Baca Juga: Menyimak Pandangan Para Pakar Soal Izin Lingkungan Baru PT Semen Indonesia

Izin lingkungan tak hanya melangkahi putusan Mahkamah Agung juga membangkang terhadap Presiden. Pada Agustus 2016, ada kesepakatan Presiden di hadapan Masyarakat Kendeng menyebutkan, tak boleh ada izin sebelum Kajian Lingkungan Hidup Strategis (KLHS) selesai. KLHS sedang disusun dikomandoi Kantor Staf Presiden (KSP) dan KLHK.

”Mendesak Jokowi meminta Ganjar membatalkan izin lingkungan,” kata Siti Rakhma Mary Herwati, kuasa hukum masyarakat Rembang, seraya bilang, sulit berharap, gubernur yang mencabut.

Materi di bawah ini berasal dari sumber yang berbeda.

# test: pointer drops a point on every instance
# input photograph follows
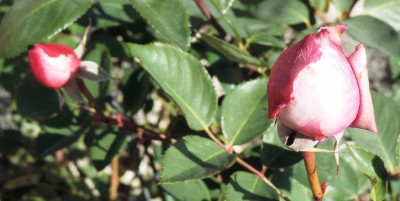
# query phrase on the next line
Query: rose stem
(114, 183)
(311, 167)
(202, 6)
(259, 174)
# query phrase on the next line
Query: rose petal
(365, 118)
(285, 70)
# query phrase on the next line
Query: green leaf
(136, 90)
(384, 142)
(28, 22)
(394, 64)
(385, 10)
(244, 112)
(247, 186)
(48, 143)
(182, 77)
(188, 190)
(371, 165)
(342, 6)
(283, 11)
(109, 13)
(273, 153)
(285, 179)
(104, 145)
(349, 183)
(36, 101)
(321, 5)
(230, 51)
(194, 157)
(11, 141)
(374, 33)
(398, 150)
(169, 18)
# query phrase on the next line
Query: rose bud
(53, 65)
(316, 91)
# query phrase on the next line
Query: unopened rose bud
(53, 65)
(317, 91)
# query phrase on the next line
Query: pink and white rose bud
(317, 91)
(53, 65)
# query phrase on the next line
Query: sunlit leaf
(188, 190)
(194, 157)
(247, 186)
(374, 33)
(384, 142)
(371, 165)
(385, 10)
(183, 78)
(169, 18)
(244, 112)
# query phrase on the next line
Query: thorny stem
(202, 6)
(130, 125)
(261, 176)
(311, 168)
(114, 181)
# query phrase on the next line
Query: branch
(311, 168)
(92, 101)
(114, 181)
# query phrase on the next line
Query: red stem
(311, 168)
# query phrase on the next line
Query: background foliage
(185, 71)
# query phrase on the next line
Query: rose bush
(317, 91)
(53, 65)
(185, 116)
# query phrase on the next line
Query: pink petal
(365, 118)
(53, 65)
(293, 60)
(285, 70)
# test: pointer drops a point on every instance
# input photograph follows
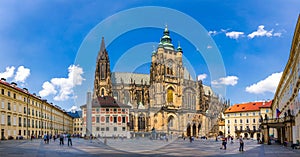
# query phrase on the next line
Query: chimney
(25, 90)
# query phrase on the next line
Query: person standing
(69, 139)
(241, 144)
(61, 139)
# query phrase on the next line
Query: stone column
(197, 134)
(88, 114)
(136, 123)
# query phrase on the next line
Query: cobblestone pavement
(140, 147)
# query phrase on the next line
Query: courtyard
(140, 147)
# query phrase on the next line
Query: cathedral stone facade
(167, 100)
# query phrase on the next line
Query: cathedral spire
(102, 82)
(102, 47)
(166, 39)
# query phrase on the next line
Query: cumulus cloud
(234, 34)
(22, 74)
(229, 80)
(63, 85)
(260, 32)
(73, 109)
(278, 34)
(269, 84)
(48, 89)
(9, 72)
(202, 77)
(212, 33)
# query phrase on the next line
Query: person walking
(69, 139)
(241, 144)
(45, 138)
(61, 139)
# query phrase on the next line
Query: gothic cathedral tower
(166, 74)
(102, 82)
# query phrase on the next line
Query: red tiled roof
(250, 106)
(107, 101)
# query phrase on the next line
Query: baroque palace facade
(285, 119)
(167, 100)
(23, 114)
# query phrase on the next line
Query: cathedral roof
(250, 106)
(107, 101)
(119, 77)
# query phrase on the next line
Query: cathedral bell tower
(166, 74)
(102, 82)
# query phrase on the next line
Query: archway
(141, 123)
(131, 122)
(199, 128)
(170, 123)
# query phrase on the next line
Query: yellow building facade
(244, 119)
(23, 115)
(286, 104)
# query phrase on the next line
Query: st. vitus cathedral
(166, 100)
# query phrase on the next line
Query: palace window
(8, 120)
(20, 121)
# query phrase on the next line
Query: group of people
(61, 137)
(224, 142)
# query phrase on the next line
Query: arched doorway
(170, 123)
(194, 130)
(188, 130)
(131, 122)
(141, 123)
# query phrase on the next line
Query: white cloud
(22, 74)
(202, 77)
(267, 85)
(260, 32)
(48, 89)
(278, 34)
(73, 109)
(9, 72)
(64, 85)
(212, 33)
(234, 34)
(229, 80)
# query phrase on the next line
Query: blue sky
(40, 42)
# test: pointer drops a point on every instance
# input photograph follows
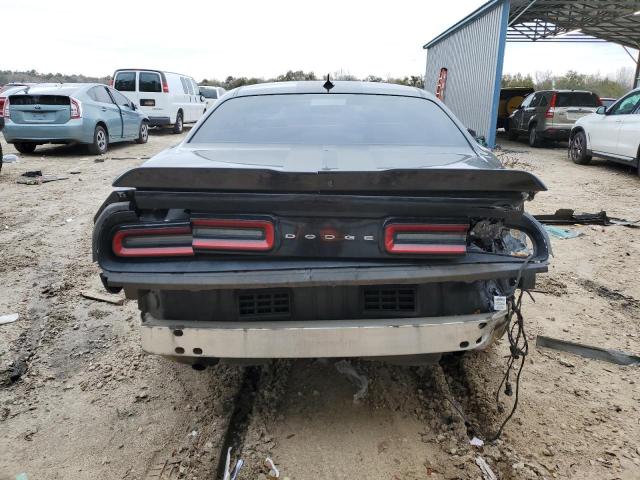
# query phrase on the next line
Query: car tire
(578, 149)
(179, 125)
(25, 147)
(143, 134)
(534, 138)
(100, 141)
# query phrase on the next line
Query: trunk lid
(374, 170)
(40, 109)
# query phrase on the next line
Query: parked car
(612, 133)
(169, 99)
(87, 113)
(300, 220)
(550, 114)
(510, 100)
(211, 94)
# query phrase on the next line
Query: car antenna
(328, 84)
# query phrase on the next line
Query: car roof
(57, 89)
(155, 70)
(316, 86)
(565, 91)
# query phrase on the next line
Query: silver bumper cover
(322, 338)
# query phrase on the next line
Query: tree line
(611, 86)
(231, 82)
(299, 75)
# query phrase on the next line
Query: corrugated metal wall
(473, 56)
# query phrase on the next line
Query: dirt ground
(79, 400)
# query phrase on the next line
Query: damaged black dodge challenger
(305, 219)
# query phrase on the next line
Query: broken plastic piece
(476, 442)
(562, 233)
(596, 353)
(344, 367)
(566, 216)
(487, 473)
(12, 317)
(227, 474)
(273, 471)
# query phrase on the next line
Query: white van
(211, 94)
(169, 99)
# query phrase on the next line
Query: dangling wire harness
(518, 350)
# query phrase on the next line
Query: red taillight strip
(235, 244)
(430, 249)
(120, 250)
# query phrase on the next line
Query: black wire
(516, 352)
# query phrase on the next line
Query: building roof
(565, 21)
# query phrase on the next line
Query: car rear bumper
(159, 121)
(72, 131)
(321, 338)
(556, 133)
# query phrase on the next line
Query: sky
(262, 38)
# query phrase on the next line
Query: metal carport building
(464, 63)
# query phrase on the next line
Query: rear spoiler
(400, 181)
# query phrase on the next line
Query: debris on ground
(476, 442)
(595, 353)
(10, 318)
(344, 367)
(274, 473)
(567, 216)
(487, 473)
(562, 233)
(101, 297)
(35, 177)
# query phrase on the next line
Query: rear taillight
(427, 239)
(153, 242)
(231, 234)
(552, 107)
(76, 108)
(205, 234)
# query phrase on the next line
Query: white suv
(168, 99)
(612, 133)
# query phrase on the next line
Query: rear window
(150, 82)
(125, 82)
(209, 92)
(336, 119)
(577, 99)
(38, 100)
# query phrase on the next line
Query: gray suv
(550, 114)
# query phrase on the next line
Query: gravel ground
(79, 400)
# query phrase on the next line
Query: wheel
(179, 125)
(100, 141)
(578, 149)
(143, 136)
(25, 147)
(534, 138)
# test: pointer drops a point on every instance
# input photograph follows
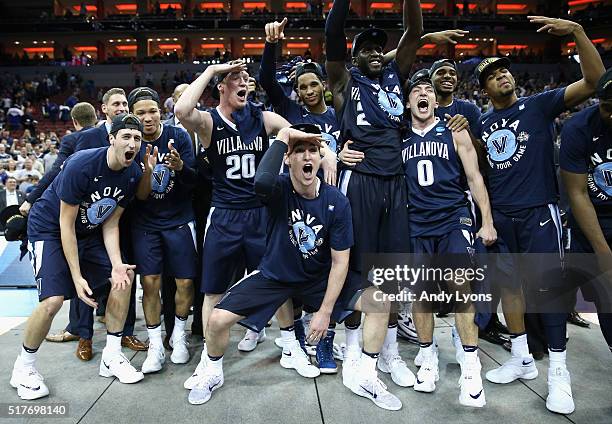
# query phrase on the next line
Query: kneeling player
(73, 232)
(441, 223)
(309, 238)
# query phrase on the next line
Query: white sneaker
(155, 359)
(193, 380)
(180, 353)
(375, 390)
(470, 382)
(457, 344)
(390, 362)
(116, 364)
(28, 381)
(251, 339)
(418, 360)
(294, 357)
(514, 368)
(208, 383)
(428, 374)
(559, 397)
(350, 365)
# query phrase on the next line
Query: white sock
(28, 358)
(391, 337)
(519, 346)
(352, 338)
(216, 365)
(155, 336)
(113, 343)
(179, 326)
(367, 364)
(557, 359)
(288, 338)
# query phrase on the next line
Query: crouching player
(309, 238)
(73, 235)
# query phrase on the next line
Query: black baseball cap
(376, 35)
(439, 64)
(125, 120)
(419, 77)
(307, 128)
(142, 93)
(309, 67)
(13, 223)
(488, 65)
(604, 86)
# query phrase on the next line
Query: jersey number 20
(425, 172)
(240, 166)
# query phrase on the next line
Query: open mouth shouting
(423, 105)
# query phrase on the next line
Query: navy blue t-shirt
(169, 204)
(87, 181)
(301, 233)
(436, 200)
(462, 107)
(326, 121)
(586, 148)
(520, 151)
(381, 145)
(234, 164)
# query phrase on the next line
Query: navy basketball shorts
(257, 298)
(171, 251)
(234, 241)
(379, 207)
(51, 270)
(531, 232)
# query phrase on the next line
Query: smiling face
(116, 105)
(233, 89)
(310, 89)
(150, 116)
(499, 83)
(304, 162)
(445, 80)
(369, 59)
(125, 144)
(422, 102)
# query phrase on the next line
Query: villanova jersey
(381, 145)
(326, 121)
(519, 141)
(436, 198)
(169, 204)
(234, 164)
(586, 148)
(301, 233)
(87, 181)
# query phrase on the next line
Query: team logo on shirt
(504, 147)
(101, 206)
(303, 233)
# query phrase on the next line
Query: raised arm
(411, 39)
(335, 51)
(469, 160)
(591, 64)
(267, 70)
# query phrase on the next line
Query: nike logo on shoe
(476, 396)
(369, 392)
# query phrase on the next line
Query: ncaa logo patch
(390, 102)
(602, 175)
(501, 145)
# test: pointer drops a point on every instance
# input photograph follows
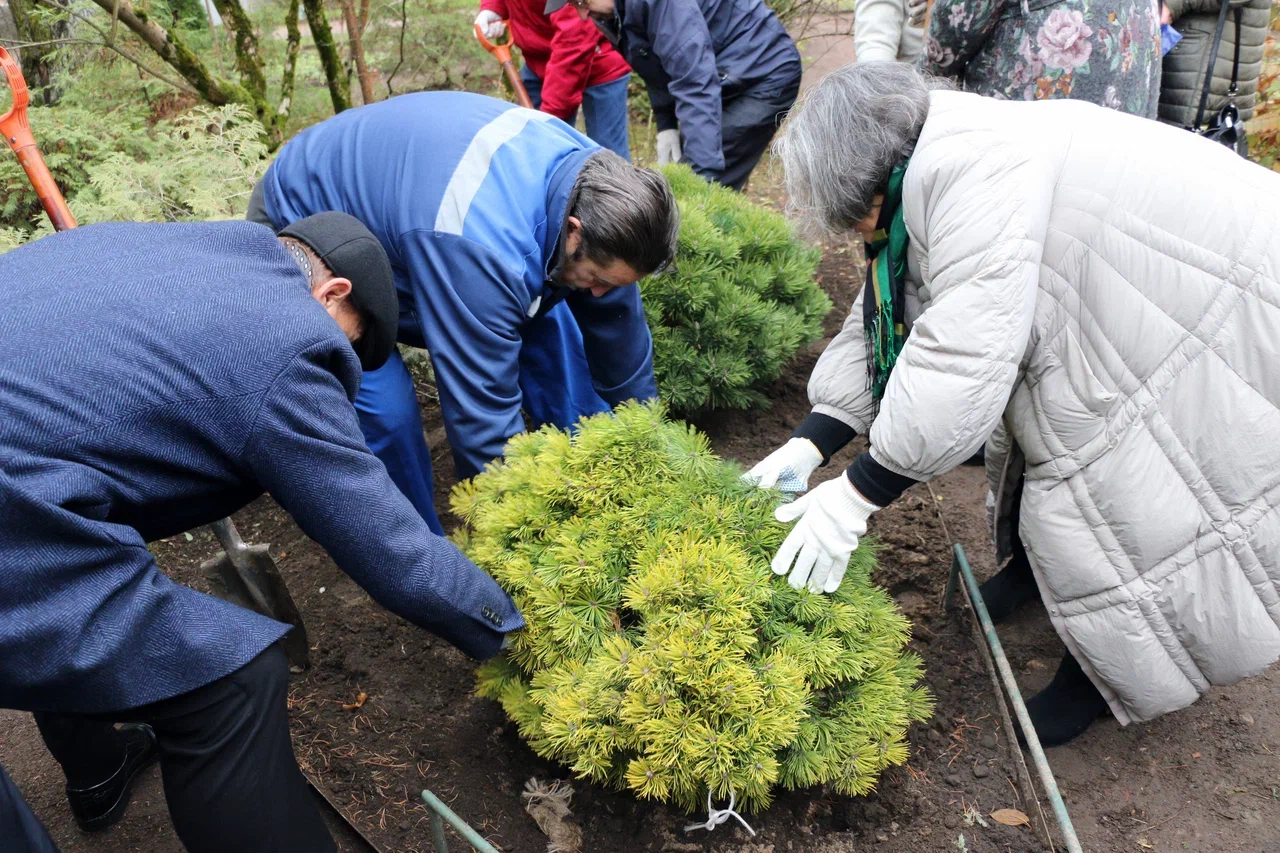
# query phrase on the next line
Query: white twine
(717, 816)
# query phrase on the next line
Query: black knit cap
(351, 251)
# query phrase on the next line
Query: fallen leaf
(1010, 817)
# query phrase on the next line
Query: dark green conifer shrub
(662, 655)
(739, 305)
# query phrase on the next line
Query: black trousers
(748, 124)
(21, 831)
(231, 778)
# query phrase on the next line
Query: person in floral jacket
(1105, 51)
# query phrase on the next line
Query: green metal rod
(460, 826)
(1015, 697)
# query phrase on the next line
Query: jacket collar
(560, 188)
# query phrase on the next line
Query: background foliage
(740, 302)
(661, 652)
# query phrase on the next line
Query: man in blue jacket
(721, 74)
(158, 377)
(19, 829)
(515, 243)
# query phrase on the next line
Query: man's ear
(572, 236)
(334, 290)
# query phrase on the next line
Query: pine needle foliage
(196, 167)
(661, 655)
(740, 302)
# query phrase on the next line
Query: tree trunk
(248, 59)
(37, 63)
(329, 58)
(170, 48)
(291, 64)
(357, 50)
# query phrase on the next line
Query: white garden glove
(832, 516)
(668, 146)
(490, 24)
(787, 468)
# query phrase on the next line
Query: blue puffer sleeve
(307, 452)
(684, 46)
(617, 343)
(471, 308)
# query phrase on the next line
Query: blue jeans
(554, 383)
(603, 105)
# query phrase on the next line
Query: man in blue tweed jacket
(158, 377)
(515, 242)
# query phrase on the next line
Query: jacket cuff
(562, 113)
(877, 483)
(826, 433)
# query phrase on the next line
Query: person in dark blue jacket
(158, 377)
(721, 74)
(21, 830)
(515, 242)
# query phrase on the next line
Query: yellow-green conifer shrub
(662, 655)
(739, 304)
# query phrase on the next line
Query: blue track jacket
(694, 54)
(469, 195)
(155, 378)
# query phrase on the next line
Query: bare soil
(1205, 779)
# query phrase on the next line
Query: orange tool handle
(503, 54)
(17, 133)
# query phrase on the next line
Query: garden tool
(502, 53)
(248, 571)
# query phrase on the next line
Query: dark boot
(1010, 588)
(103, 804)
(1066, 707)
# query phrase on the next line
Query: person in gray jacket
(888, 30)
(1187, 64)
(721, 73)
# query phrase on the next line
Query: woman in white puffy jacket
(888, 30)
(1038, 273)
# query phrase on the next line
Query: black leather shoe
(1009, 588)
(97, 807)
(1063, 711)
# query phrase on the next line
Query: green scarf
(883, 295)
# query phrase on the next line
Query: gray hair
(845, 136)
(627, 213)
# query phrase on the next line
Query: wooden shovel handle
(17, 132)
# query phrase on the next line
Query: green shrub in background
(739, 305)
(661, 652)
(72, 140)
(200, 165)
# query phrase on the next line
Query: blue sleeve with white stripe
(617, 343)
(471, 327)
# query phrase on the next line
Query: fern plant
(739, 304)
(661, 653)
(199, 165)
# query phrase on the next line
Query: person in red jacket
(567, 63)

Dengan tindakan gubernur ini, katanya, malah bikin ketidakpastian hukum. ”Presidenlah yang mampu memberikan kepastian hukum. Kita berkejaran dengan waktu, penambangan segera mulai dan operasi pabrik bisa jalan hari ini.”

Dia mengecam keras KSP, sebenarnya mengetahui ada manuver-manuver yang akan dilakukan Ganjar setelah putusan MA, melalui proses yang menyalahi hukum. KSP juga terindikasi mengabaikan penerbitan izin ini.

”Mereka konsen KLHS dan mengabaikan proses lain. Hingga terbit izin ini mereka tak bisa apa-apa.”

Rakhma memaparkan, KSP mengetahui ada indikasi Ganjar akan membangkang perintah Presiden dan tak mempedulikan KLHS. Seharusnya, KSP berupaya dan ambil langkah cepat menghentikan izin lingkungan baru, misal, cepat-cepat mengkomunikasikan dengan Presiden. ”Mereka gagal melakukan itu bahkan tak tau izin akan keluar cepat.”

Merah Johansyah, Koordinator Nasional Jaringan Advokasi Tambang mengatakan, tindakan Ganjar menerbitkan izin lingkungan ini preseden buruk bagi penegakan hukum di Indonesia.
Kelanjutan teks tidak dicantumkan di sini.